I stayed out of sight for most of that battle. In fact, I pretty much holed up in my bunk for the entire four days, only emerging for meals and my all too frequent interrogations by various shrinks. Seems a guy can't get brainwashed by a mythological god and his Pokey Stick of Doom without earning a lifetime pass to Freud-Land.

During those few days, I puzzled over what was in my head. These…fucked up feelings that seemed to surge up from out of nowhere and lay me low. I heard the term Stockholm Syndrome a lot in the beginning, but I quickly ruled that out. I didn't sympathize with Loki. It was more than that.

Tasha tried to talk to me about it, and I shut her out. Hell, even Cap dropped by. But I had nothing to say. Not to my team, and certainly not to those goddamned doctors.

I just thought, a lot.

Twice I caught myself walking through the corridors, seemingly without aim. But in the back of my head I knew I was wending closer and closer to the detention level. And when that thought became too overwhelming to ignore; when my nerves were screaming that he was close; just down a few more levels or around that next bend, I would force myself to head elsewhere. To pretend that the gym or the cafeteria had been my destination all along.

I couldn't very well just pop by and visit my former captor, now could I? Not with Fury watching, and every SHIELD shrink within a hundred mile radius just frothing at the mouth to poke around in my head.
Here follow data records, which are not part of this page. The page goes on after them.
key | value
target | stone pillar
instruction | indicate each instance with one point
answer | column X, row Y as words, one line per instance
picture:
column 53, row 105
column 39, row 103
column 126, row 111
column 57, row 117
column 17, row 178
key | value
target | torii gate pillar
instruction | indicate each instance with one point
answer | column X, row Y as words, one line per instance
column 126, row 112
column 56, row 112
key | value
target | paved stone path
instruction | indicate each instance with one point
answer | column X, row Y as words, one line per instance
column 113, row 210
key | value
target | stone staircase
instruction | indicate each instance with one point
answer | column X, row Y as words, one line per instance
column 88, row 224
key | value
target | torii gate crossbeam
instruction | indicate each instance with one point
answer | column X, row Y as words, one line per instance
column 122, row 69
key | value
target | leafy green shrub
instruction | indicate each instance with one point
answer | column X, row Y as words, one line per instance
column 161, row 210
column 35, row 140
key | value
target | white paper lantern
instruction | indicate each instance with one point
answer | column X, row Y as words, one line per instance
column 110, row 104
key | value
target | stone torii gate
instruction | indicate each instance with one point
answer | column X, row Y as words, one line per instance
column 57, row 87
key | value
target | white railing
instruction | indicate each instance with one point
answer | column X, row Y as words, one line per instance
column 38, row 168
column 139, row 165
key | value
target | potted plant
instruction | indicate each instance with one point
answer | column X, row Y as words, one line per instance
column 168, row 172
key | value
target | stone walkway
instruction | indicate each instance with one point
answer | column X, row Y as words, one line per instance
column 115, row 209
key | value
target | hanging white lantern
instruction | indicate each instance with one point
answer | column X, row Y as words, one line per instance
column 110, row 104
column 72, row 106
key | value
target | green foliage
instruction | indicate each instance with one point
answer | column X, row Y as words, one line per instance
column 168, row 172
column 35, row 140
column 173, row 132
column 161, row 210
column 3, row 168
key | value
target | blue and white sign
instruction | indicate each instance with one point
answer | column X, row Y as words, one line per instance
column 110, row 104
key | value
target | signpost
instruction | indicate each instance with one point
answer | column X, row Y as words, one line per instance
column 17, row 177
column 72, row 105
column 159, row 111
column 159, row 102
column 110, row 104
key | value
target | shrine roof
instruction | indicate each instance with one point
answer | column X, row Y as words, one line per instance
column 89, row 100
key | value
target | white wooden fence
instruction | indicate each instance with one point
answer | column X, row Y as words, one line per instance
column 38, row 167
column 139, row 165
I'd had enough of that to last me a lifetime, thanks.

Four days later, as I readied myself to serve as a witness to the departure of the being that had officially turned me inside out, I was no goddamned closer to understanding what I was feeling, much less why. I spent a long time in front of the mirror that day, staring myself in the eye, searching for even the smallest fleck of that unearthly blue that had tainted my world.

But all I saw was my familiar blue-gray gaze.

And I can't quite explain why I felt a twinge of disappointment in that, but it made my stomach clench.

When I stepped away from the mirror there was a fresh spider web of cracks marring the silvery surface and blood on my knuckles. As I left the room I snagged a pair of sunglasses off my dresser and quickly slipped them on.

I was going to face Loki one final time, and I'd be damned if I was going to give him the satisfaction of looking me in the eye.

-x-x-x-x-

We came together in Central Park. I strolled in, Natasha at my side and my heart wedged somewhere behind my tonsils. Thor was on my right, guiding his brother toward the departure point by one arm. I kept my gaze fixed forward until Loki jerked away from the Thunderer's grasp and covered the remaining few feet under his own power. He was still trying to be stoic; pretending that he was unaffected by his failure; unconcerned about being dragged home to face daddy.

I didn't buy it for one second.

And my treacherous mind was replaying that too short amount of time we had spent together in Stuttgart; reminding me of how Loki had been when it was just the two of us. Still haughty. Still half crazed. But not a monster. Not by a long shot. He's been almost vulnerable by the end, and for the thousandth time since then, I wondered what he'd been about to say to me before his master called him away.

Selvig and Banner readied the Tesseract for transport as the rest of us stood nearby. It was then that Loki turned to face me, and the expression in his eyes nearly broke me. It was the way his eyes flicked up to seek mine; the disappointment that clouded that piercing gaze when he met the barrier of my sunglasses. I was frozen. Unsure of what may happen next. And then Natasha leaned in and whispered to me, "Don't let him rattle you, Clint."

And I forced my mouth to curve into my trademark, cocky grin. Even though, on the inside, I was still screaming.

Those dark brows drew together, and Loki dropped his eyes and turned away. A moment later Thor held out the transport tube to the dark god, he grasped it without hesitation, and then, in a blaze of light, they were gone.

I stared after them, head tilted back and the sun on my face as I muttered quietly, "Good riddance…"

But the words tasted of lies, and still…still…I didn't feel any better.